The challenge I'm facing is supporting over 1000 concurrent users, each possibly running 2 strategies, leading to more than 2000 containers, which isn't feasible. I am now fully utilizing AWS.
I'm considering moving to a multi-tenant architecture where one container can handle multiple user strategies (potentially 50-100 per container, depending on complexity) and containers can scale up based on demand.
I still need to figure out a few things: 1) how to efficiently start/stop individual strategies, possibly using an event-driven approach; 2) how to update the database with the latest price and PNL without overloading it, since previously each container was performing updates in parallel every 10 seconds; 3) whether this architecture is appropriate for handling 1000+ users; 4) if PostgreSQL LISTEN/NOTIFY can cope at this scale; 5) how to change to an acceptable batching strategy; and 6) what AWS services would be most suitable in this context.
2 Answers
Transitioning to a multi-tenant architecture sounds like a smart move! By consolidating user strategies into fewer Docker containers, you'll simplify scaling. ECS should be great for this, as it can automatically upscale when CPU usage hits a certain threshold. Just keep in mind that fetching and updating your price data every 10 seconds might become a bottleneck, especially as your user base grows. Have you considered switching to something like DynamoDB for pricing data? It could handle real-time updates better and avoid the potential locks you might run into with PostgreSQL. I'm curious about how you're currently using the PostgreSQL LISTEN/NOTIFY feature. Are you finding it provides timely updates without overwhelming your system?

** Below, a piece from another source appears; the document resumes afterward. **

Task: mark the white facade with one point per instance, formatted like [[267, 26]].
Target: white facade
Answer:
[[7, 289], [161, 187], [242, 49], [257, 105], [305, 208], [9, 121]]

For better scalability, you might want to think about setting up a Notebook Executor microservice instead of running each strategy in its own container. This way, you could process requests through an API or a queue, run the strategies in isolated environments like Kubernetes, and return the results back smoothly. This approach centralizes control and scales based on your executor's processing power. It could really streamline the workload and give you room to manage resources better. If you’d like to delve deeper into this setup, I’d be happy to help!
That sounds like a solid idea! A centralized execution system could really simplify things.
I agree, DynamoDB could help a lot! Just manage your reads/writes carefully to avoid throttling.